College Course | Second Semester Freshmen

The following is an example of course instruction material developed for Eastfield College and UNT Dallas; this lecture is part of a second semester course design for first-year English Composition. These teaching slides have been created to accompany face-to-face, hybrid, and online courses. 
For traditional 16-week classes, two to three presentations are given per week totals, translating into a range of 32 to 48 components like this over the course of a semester, each spanning 55- to 120-minutes of facilitation.  

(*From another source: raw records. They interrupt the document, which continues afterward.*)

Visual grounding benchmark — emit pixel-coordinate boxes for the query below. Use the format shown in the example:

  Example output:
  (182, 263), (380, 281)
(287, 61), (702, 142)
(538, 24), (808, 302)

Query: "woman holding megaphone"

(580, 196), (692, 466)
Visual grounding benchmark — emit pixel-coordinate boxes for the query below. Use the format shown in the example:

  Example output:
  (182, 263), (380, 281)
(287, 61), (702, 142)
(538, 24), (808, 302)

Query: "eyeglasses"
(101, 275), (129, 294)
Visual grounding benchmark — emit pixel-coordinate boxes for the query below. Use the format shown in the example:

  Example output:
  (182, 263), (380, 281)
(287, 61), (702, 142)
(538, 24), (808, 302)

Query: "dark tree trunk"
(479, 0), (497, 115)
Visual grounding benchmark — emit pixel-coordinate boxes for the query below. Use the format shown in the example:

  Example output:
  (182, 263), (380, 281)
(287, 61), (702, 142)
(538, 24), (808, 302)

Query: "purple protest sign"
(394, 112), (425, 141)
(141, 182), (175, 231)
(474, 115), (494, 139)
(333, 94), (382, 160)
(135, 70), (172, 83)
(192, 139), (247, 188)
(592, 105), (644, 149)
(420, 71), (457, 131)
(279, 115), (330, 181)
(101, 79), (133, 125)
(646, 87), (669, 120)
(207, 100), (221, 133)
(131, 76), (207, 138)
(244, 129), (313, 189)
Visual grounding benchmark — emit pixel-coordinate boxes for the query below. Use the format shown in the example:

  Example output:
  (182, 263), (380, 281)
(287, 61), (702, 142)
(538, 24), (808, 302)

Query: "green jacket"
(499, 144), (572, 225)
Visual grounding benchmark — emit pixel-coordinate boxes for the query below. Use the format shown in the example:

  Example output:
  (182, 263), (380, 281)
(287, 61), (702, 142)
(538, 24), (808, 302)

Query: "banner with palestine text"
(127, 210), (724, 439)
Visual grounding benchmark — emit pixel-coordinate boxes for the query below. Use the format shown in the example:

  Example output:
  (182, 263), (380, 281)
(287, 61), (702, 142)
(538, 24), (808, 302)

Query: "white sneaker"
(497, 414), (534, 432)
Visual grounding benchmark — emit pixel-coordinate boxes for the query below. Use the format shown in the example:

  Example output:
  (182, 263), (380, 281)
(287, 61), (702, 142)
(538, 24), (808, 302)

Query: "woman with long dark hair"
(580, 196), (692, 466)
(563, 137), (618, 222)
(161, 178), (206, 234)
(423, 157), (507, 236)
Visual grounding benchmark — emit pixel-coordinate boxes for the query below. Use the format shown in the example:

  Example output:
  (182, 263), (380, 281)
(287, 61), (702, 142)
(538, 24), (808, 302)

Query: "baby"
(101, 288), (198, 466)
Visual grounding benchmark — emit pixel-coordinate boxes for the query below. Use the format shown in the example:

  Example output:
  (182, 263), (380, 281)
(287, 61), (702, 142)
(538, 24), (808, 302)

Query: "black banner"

Regular instruction for full-time faculty at community colleges covers a minimum of 15 contact hours a week for a total of at least 240 contact hours per semester for regular face-to-face courses. Given that, on average, it takes at least 20-hours of instructional design to craft a 1-hour block of training, that factors into about 4,800 hours for a full load of teaching (five classes/semester) for five individual course preps. 
Using this metric, a single well-designed course prep covers 48 contact hours a semester (16-week), or 960-hours of instructional design work. For an online platform, that number increases to between 1,920 and 12,000 design hours per class per semester.
To date, I have created 14 course preps for traditional, 16-week classes (12,480 design hours). Additionally, I've produced compressed variations of those courses to fit 3-week, 4-week, 6-week, 8-week, and 12-week classes in face-to-face, hybrid, and online modalities.